Olahraga Teratur, Salah Satu Cara Sederhana Mencegah Osteoporosis

Raka Lestari
Kamis 07 Oktober 2021 / 12:13
Jakarta: Osteoporosis adalah penyakit tulang yang tidak mungkin dirasakan sehingga kadang-kadang disebut sebagai penyakit yang terjadi secara diam-diam. Penyakit ini menyebabkan tubuh kehilangan terlalu banyak massa tulang, dan seringkali itu tidak menggantikan apa yang telah hilang.

Menurut pedoman pengendalian osteoporosis yang diterbitkan Departemen Kesehatan RI, di seluruh dunia, 1 dari 3 perempuan dan 1 dari 5 laki-laki berusia lebih dari 50 tahun mengalami osteoporosis, serta diperkirakan 2 dari 5 penduduk Indonesia juga berisiko terkena osteoporosis. Bahkan pada 2050, pria dan wanita lebih dari 50 tahun (paling berisiko untuk osteoporosis) akan menjadi 1/3 dari total penduduk Indonesia.

Menurut dr. Ricky Edwin Pandapotan Hutapea, Sp.OT (K), Dokter Spesialis Ortopedi & Traumatologi osteoporosis dapat menyerang siapa saja terutama dewasa dan lansia.

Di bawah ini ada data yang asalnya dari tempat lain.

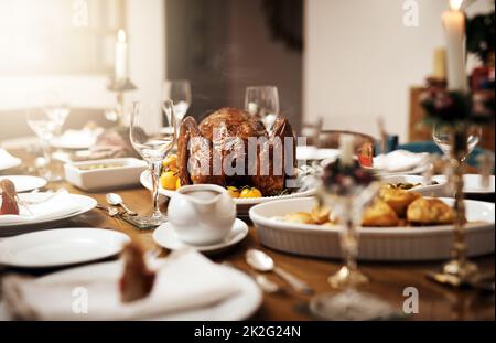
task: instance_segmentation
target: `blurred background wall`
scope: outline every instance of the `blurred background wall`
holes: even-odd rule
[[[494,6],[465,1],[473,2],[468,13]],[[248,85],[271,84],[296,128],[322,117],[327,129],[376,136],[382,116],[405,141],[409,89],[423,83],[434,50],[444,45],[440,17],[448,0],[414,0],[417,28],[403,25],[406,2],[0,0],[0,139],[31,133],[9,121],[24,121],[29,94],[39,89],[62,90],[78,114],[110,107],[106,84],[123,28],[139,88],[128,104],[160,97],[165,78],[187,78],[190,114],[201,118],[242,107]],[[78,25],[83,4],[87,22]]]
[[[303,112],[326,128],[377,135],[377,117],[405,141],[409,89],[432,73],[444,46],[445,0],[416,0],[419,25],[403,25],[403,0],[306,0]],[[493,7],[478,0],[468,15]]]

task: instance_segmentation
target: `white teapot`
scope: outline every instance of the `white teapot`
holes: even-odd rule
[[[222,242],[236,219],[236,205],[227,191],[215,184],[180,187],[169,202],[169,223],[185,243]]]

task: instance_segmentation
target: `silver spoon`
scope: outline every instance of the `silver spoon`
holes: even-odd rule
[[[128,206],[126,206],[126,204],[123,203],[122,197],[120,197],[119,194],[116,193],[108,193],[105,199],[107,200],[107,202],[112,205],[112,206],[121,206],[126,213],[128,215],[138,215],[138,213],[136,213],[134,211],[131,211]]]
[[[108,213],[108,215],[111,217],[119,215],[119,210],[117,210],[116,207],[107,207],[107,206],[98,204],[97,208],[106,211]]]
[[[249,249],[246,251],[246,261],[254,269],[258,271],[273,271],[281,279],[288,282],[296,292],[303,294],[312,294],[313,289],[303,280],[299,279],[294,275],[277,267],[273,259],[266,253],[257,249]]]

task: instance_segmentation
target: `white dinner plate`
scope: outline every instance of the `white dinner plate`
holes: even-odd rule
[[[216,254],[224,251],[239,242],[241,242],[248,235],[248,225],[240,219],[236,219],[233,229],[224,238],[223,242],[212,245],[191,245],[181,240],[171,227],[170,223],[162,224],[153,232],[153,240],[163,248],[169,250],[180,250],[185,248],[192,248],[196,251],[204,254]]]
[[[31,197],[37,197],[39,195],[42,195],[43,193],[22,193],[19,194],[19,197],[21,200],[28,200]],[[64,215],[54,215],[51,217],[44,217],[39,219],[33,219],[28,223],[19,223],[19,224],[0,224],[0,237],[9,237],[20,234],[25,234],[43,228],[53,228],[55,225],[61,224],[64,221],[67,221],[72,217],[78,216],[80,214],[84,214],[86,212],[91,211],[96,207],[97,201],[93,197],[86,196],[86,195],[79,195],[79,194],[68,194],[71,196],[72,201],[74,201],[77,206],[74,212],[71,212],[68,214]]]
[[[152,190],[152,183],[150,178],[150,172],[148,170],[143,171],[140,176],[141,184],[149,191]],[[175,191],[169,191],[164,190],[162,185],[159,187],[159,193],[161,195],[171,197],[174,195]],[[284,194],[284,195],[276,195],[276,196],[263,196],[263,197],[246,197],[246,199],[233,199],[234,203],[236,204],[237,215],[238,216],[247,216],[248,211],[252,205],[261,204],[266,202],[271,202],[274,200],[282,200],[282,199],[292,199],[292,197],[305,197],[305,196],[312,196],[316,193],[316,189],[311,189],[303,192],[294,192],[291,194]]]
[[[0,265],[54,268],[115,256],[130,238],[101,228],[60,228],[30,233],[0,242]]]
[[[227,298],[224,301],[212,306],[184,310],[181,312],[168,313],[165,315],[154,318],[142,318],[140,320],[154,321],[239,321],[249,319],[260,307],[262,302],[262,293],[257,283],[245,272],[227,266],[220,266],[229,274],[231,282],[236,283],[239,292]],[[41,282],[64,282],[64,280],[74,280],[75,276],[82,274],[88,275],[95,279],[108,278],[122,272],[122,265],[119,261],[110,261],[78,268],[72,268],[58,272],[54,272],[46,277],[40,278]],[[54,280],[55,279],[55,280]],[[3,302],[0,303],[0,321],[11,320],[9,318]]]
[[[382,181],[386,183],[420,183],[420,185],[414,186],[409,191],[417,192],[424,196],[443,196],[446,186],[445,180],[432,180],[435,181],[436,184],[424,184],[423,176],[420,175],[388,175],[384,176]]]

“Osteoporosis merupakan penyakit penurunan massa tulang yang tersembunyi (silent disease) di mana tanda dan gejalanya tidak disadari," ujar dr. Ricky yang praktek di RS EKA Hospital.

"Penyakit ini bisa dikatakan “silent disease” karena pasien biasanya tidak merasakan keluhan apapun, hingga suatu saat bisa terjadi patah tulang hingga penurunan kualitas hidup. Namun osteoporosis sebenarnya bisa ditangani melalui pola hidup sehat, konsumsi nutrisi tepat, olahraga yang sesuai, serta deteksi sedini mungkin,” sambungnya.

Kemudian, dr. Antonius Andi Kurniawan, SpKO, Spesialis Kedokteran Olahraga juga menambahkan bahwa, selain nutrisi setiap hari yang perlu diperhatikan, salah satu cara terbaik untuk memperkuat tulang dan mencegah osteoporosis adalah dengan berolahraga secara teratur.

“Saat berolahraga, kita tidak hanya membangun otot dan daya tahan, tetapi juga membangun dan mempertahankan jumlah dan ketebalan tulangmu, atau kepadatan massa tulang. Wajib melakukan aktivitas fisik sebanyak 30 menit setiap hari dengan tetap memperhatikan beban yang disesuaikan dengan kemampuan masing-masing,” tutup dr. Andi.